In a secular moral system, some will have more rights than others. If you argue ‘slavery is wrong because freedom is good’ because ‘it’s fair’, you’re appealing to an objective moral sense of justice that presupposes fairness, judicial impartiality, and that human equality is truly good and intrinsic to each person (not based on consensus)–––moral truth–––but if person x desires slaves on their property, who can rightfully claim person x is wrong? Especially if consensus says otherwise. Further, why would person x not want to be at the top of the food chain if the opportunity comes; or rather, what is the moral obligation or imperative to say ‘slavery is prohibited on my property’ outside of social pressure and normalcy? It’s your word versus theirs! To offset this lack of obligation and contradiction between contracts, incentives would have to be generated to curve appetites toward a certain way of thinking, whether economic, social, or political. But incentivizing moral behaviour hardly sounds moral, now does it? If you scratch my back, I’ll scratch yours, and together we’ll get that dreaded monkey off our back (let’s hope you’re not the monkey).
Or, perhaps, you may argue that social contracts offer a “sustainable, harmonious, unified society”. You are also appealing to objective morality. If you say, ‘not objective, just mutually agreed,’ not only does this not specify “who” deserves such a right to be seen as “mutual”, but it is also circular reasoning and self-referentially incoherent to say what is agreed upon is more sustainable, harmonious, and unifying for society as a whole if there is no universal standard or goal to define let alone justify either directive. If equality is not innate, is it not more commonsensical to ask: ‘which part of society deserves “mutual” status?’ If we adhere to utilitarian moral code, the needs of the many outweigh the needs of the few. So, if some become involuntary slaves for the “greater good”, what then is the real issue?

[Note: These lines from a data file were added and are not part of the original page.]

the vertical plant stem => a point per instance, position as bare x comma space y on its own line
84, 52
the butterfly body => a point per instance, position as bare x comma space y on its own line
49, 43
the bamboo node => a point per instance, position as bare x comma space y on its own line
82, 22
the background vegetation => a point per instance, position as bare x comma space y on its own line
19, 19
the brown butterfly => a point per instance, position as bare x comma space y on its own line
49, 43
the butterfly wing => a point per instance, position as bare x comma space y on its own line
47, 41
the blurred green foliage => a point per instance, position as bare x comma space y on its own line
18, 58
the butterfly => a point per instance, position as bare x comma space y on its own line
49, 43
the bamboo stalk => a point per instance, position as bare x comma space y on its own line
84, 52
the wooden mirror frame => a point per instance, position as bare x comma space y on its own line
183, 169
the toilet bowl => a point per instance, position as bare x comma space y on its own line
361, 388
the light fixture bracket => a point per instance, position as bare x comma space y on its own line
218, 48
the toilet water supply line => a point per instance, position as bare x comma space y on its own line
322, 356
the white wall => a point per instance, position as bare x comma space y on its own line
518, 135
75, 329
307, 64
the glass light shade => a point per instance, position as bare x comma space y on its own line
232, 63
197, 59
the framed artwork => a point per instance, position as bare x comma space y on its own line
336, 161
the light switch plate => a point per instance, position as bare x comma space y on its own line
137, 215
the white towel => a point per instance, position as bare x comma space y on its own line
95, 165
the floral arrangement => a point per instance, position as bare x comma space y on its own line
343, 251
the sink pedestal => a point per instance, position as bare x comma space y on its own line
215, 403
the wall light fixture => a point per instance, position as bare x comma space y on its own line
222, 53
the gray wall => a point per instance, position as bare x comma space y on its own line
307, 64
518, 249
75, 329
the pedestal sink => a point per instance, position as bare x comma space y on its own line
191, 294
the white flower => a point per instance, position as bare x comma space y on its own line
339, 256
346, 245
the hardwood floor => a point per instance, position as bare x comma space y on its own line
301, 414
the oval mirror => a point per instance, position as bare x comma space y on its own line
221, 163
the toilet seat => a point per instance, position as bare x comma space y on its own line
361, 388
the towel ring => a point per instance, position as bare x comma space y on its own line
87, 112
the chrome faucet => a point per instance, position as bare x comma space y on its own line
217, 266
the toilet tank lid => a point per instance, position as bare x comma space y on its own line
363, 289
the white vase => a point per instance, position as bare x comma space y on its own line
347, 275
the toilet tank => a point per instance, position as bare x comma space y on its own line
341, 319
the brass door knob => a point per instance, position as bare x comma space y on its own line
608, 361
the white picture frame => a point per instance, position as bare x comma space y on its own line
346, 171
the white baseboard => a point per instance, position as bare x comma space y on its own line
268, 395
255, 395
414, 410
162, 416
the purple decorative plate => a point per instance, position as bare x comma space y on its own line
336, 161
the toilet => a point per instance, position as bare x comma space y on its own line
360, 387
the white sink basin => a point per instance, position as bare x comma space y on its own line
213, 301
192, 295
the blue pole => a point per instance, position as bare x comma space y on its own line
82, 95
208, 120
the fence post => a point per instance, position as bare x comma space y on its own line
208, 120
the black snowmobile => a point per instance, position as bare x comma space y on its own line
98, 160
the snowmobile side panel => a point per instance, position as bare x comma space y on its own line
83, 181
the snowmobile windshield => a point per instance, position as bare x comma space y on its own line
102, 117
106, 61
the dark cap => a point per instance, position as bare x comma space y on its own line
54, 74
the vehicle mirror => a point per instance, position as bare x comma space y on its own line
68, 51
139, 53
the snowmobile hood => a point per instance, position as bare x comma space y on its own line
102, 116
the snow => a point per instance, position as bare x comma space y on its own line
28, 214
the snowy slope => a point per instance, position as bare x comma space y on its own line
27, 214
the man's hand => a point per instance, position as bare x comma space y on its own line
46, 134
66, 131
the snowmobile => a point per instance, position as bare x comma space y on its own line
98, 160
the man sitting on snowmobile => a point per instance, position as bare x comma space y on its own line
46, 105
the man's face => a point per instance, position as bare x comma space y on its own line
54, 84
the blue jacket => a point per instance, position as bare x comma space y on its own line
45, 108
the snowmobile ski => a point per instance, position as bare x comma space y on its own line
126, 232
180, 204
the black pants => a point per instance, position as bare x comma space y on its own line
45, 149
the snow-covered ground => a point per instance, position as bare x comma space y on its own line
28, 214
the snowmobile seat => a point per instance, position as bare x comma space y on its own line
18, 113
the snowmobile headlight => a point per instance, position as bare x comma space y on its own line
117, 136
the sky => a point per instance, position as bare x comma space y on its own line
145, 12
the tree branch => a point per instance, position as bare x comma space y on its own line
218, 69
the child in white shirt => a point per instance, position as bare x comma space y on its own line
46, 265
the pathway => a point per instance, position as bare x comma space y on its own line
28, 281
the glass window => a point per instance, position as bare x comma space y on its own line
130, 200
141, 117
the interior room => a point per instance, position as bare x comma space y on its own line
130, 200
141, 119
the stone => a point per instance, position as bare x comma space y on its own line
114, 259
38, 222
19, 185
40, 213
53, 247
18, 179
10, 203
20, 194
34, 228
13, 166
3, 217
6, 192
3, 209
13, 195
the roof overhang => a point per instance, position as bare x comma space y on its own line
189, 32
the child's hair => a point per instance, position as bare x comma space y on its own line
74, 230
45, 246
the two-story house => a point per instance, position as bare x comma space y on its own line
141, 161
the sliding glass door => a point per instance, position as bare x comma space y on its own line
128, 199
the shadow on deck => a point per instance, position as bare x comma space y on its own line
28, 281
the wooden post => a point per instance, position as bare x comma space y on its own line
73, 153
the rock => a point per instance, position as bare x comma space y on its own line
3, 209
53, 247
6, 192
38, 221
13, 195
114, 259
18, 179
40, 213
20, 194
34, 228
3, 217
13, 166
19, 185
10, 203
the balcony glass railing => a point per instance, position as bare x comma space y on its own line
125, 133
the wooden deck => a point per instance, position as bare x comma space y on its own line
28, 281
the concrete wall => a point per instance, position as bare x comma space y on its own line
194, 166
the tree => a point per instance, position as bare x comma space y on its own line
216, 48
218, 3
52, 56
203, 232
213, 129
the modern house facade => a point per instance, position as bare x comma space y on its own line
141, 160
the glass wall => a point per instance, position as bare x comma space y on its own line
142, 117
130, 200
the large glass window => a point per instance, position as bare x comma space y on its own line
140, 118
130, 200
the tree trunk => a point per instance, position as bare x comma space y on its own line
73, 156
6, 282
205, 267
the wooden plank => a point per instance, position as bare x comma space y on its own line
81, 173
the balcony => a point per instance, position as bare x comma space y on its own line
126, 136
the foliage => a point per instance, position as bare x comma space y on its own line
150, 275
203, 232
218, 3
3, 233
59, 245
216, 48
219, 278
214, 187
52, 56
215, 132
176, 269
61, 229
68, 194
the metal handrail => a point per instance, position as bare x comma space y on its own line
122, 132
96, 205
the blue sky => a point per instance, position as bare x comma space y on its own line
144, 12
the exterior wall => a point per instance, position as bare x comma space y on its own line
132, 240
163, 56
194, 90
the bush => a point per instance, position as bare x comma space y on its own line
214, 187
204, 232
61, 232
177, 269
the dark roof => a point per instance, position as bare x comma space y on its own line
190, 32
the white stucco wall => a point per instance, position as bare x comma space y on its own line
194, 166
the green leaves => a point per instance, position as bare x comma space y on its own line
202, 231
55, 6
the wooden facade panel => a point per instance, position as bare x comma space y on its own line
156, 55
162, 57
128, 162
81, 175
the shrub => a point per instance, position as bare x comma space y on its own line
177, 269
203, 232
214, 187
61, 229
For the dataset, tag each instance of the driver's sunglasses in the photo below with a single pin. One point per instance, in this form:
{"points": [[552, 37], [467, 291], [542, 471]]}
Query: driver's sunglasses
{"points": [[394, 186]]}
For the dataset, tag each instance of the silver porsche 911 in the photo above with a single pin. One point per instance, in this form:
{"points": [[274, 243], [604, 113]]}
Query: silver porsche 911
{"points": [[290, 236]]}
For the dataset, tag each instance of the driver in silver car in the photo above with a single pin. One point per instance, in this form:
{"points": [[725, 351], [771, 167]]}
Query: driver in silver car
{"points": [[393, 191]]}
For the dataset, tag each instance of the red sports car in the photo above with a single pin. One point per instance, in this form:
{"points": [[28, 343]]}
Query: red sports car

This moral problem is threefold. If morality manifests in human thought and communication alone, it can only manifest as (a) moral belief, (b) moral attitude, or (c) moral behaviour. And our moral beliefs can undercut our moral attitudes. Christian philosopher Alexander Pruss quickly dispenses the self-contradiction:
(a) Moral beliefs: if belief grounds morality, then emotions and attitudes that “feel good” can betray our moral beliefs and what is morally right and wrong[9]. For instance, “Bob believes he ought to turn Carl in for being a runaway slave. But his emotions and attitudes do not match that belief. He hides Carl and feels morally good about hiding Carl despite his belief”. A moral relativist is committed to say that Bob has done something wrong in hiding Carl. Also consider Harriet Tubman, who strove against the immediate moral beliefs of the culture. Was she wrong?
(b) Moral attitudes: If attitude grounds morality, then implicit beliefs or biases can immediately betray our moral attitudes and what is morally right and wrong. Suppose “Alice thinks of herself as a progressive, and thinks that racism is wrong. Nonetheless, her moral attitudes do not evince genuine disapproval of racist behavior, say when she is with friends who tell racist jokes.” He goes on to say if we define right and wrong in this way, “then our implicit biases unacceptably affect what is morally right and wrong, so that racist behavior turns out to be permissible for Alice, her beliefs to the contrary notwithstanding.” A moral relativist is committed, again, to say that Alice has done something objectively wrong in not disapproving of the racial behaviour.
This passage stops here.